Mickael Chelal est doctorant en sociologie à l’université Paris Nanterre.

Quatrième prix : couleurs draveilloises, Romane Carballo

Couleurs draveilloises, Romane Caballo (Draveil, 2017)

 

Cette photographie, prise à Draveil, illustre bien selon moi le thème des cinq sens car elle sollicite principalement, comme l’environnement urbain peut le faire, la vue. Ce cliché est rempli de couleurs solaires ; rouge, jaune, orange, avec cette peinture murale et cette jeune fille dont l’habillement s’accorde parfaitement avec le paysage. Il montre la richesse visuelle des endroits populaires où les murs sont habillés de tags, de graffitis colorés, comme pour pallier la tristesse des parois grises et sales. Aucun pan de mur du paysage urbain n’est délaissé et chacun peut s’approprier un morceau de pierre pour y laisser son empreinte. J’ai choisi cette photographie parmi tant d’autres parce qu’elle véhicule un joli message. Le paysage des cités, des banlieues, ce n’est pas la pauvreté.

Romane Carballo

Romane Carballo est étudiante et photographe à ses heures, résidant à Draveil (Essonne).

Cinquième prix : La ville à l’ombre du volcan, Priscillia Jorge

La ville à l’ombre du volcan, Priscillia Jorge (Quito, 2016)

Contempler Quito depuis le volcan Pichincha, loin des effluves de santal de ses ruelles historiques et du brouhaha de ses grandes artères. S’extraire de la ville pour mieux la voir. Ressentir la sérénité de cette ancienne cité inca devenue métropole tentaculaire. Et éprouver sa confiance dans cette géographie andine mythique.

Dans la cosmovision indigène, les volcans sont considérés comme des entités sacrées. La légende raconte que deux guerriers andins, les volcans Chimborazo et Cotopaxi se disputèrent des années durant l’amour de la belle Tungurahua, autre volcan de la région. À la suite de sa victoire, Taita Chimborazo épousa Mama Tungurahua et de leur union naquit le Guagua Pichincha.

Du haut de ses 4 784 mètres, il domine la ville de Quito et la brume qui le recouvre à la nuit tombée ne suffit pas à faire oublier son imposante présence.

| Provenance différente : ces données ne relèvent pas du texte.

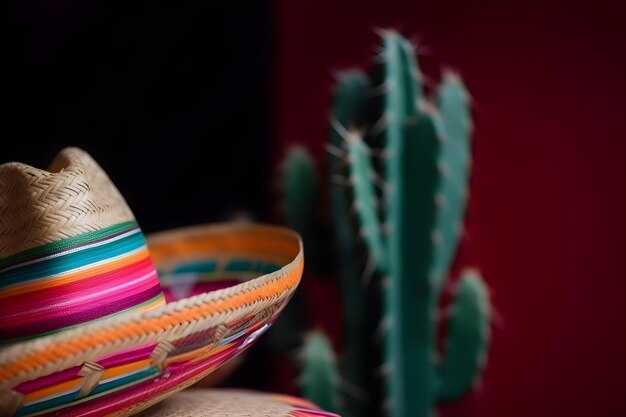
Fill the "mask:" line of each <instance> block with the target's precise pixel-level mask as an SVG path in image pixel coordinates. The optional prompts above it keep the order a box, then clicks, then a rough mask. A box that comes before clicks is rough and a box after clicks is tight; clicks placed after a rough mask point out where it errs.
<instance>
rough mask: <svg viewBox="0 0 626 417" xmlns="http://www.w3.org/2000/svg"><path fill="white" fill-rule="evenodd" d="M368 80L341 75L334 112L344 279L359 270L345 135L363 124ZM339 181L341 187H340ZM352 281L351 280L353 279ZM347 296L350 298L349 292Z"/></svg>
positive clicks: (351, 73)
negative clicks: (356, 125)
mask: <svg viewBox="0 0 626 417" xmlns="http://www.w3.org/2000/svg"><path fill="white" fill-rule="evenodd" d="M368 86H369V80H368V79H367V77H366V76H365V75H364V74H363V73H362V72H359V71H352V72H346V73H343V74H341V75H340V77H339V84H338V85H337V87H336V88H335V91H334V104H333V109H332V112H331V129H330V146H331V147H332V150H331V152H330V155H329V160H328V164H329V171H330V177H331V184H330V193H331V201H332V211H333V221H334V224H335V235H336V237H337V242H338V246H339V248H338V249H339V261H340V262H339V263H340V268H341V276H342V277H349V276H351V275H353V272H354V270H355V267H354V258H355V249H354V248H355V245H356V243H355V234H356V233H355V231H354V227H353V225H352V219H351V218H350V214H349V211H350V207H351V205H352V192H351V190H350V189H349V188H348V187H347V186H346V185H345V184H344V183H347V181H348V177H349V175H350V172H349V169H348V163H347V151H346V149H345V147H346V146H345V140H344V138H343V136H342V135H343V132H344V131H345V130H347V129H348V128H350V127H353V126H355V125H358V124H359V120H360V114H361V112H362V108H363V101H364V97H365V92H366V89H367V88H368ZM337 181H339V183H337ZM349 280H350V281H351V279H349ZM346 294H349V292H347V293H346Z"/></svg>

À l’inverse de son vieux compagnon, le Rucu Pichincha, aujourd’hui éteint, il est toujours en activité. En 1999, sa dernière éruption a recouvert la ville d’une épaisse couche de cendres.

Priscillia Jorge

Priscillia Jorge est architecte-urbaniste et travaille sur la dimension vécue de l’espace et les paysages de la mobilité dans les métropoles contemporaines.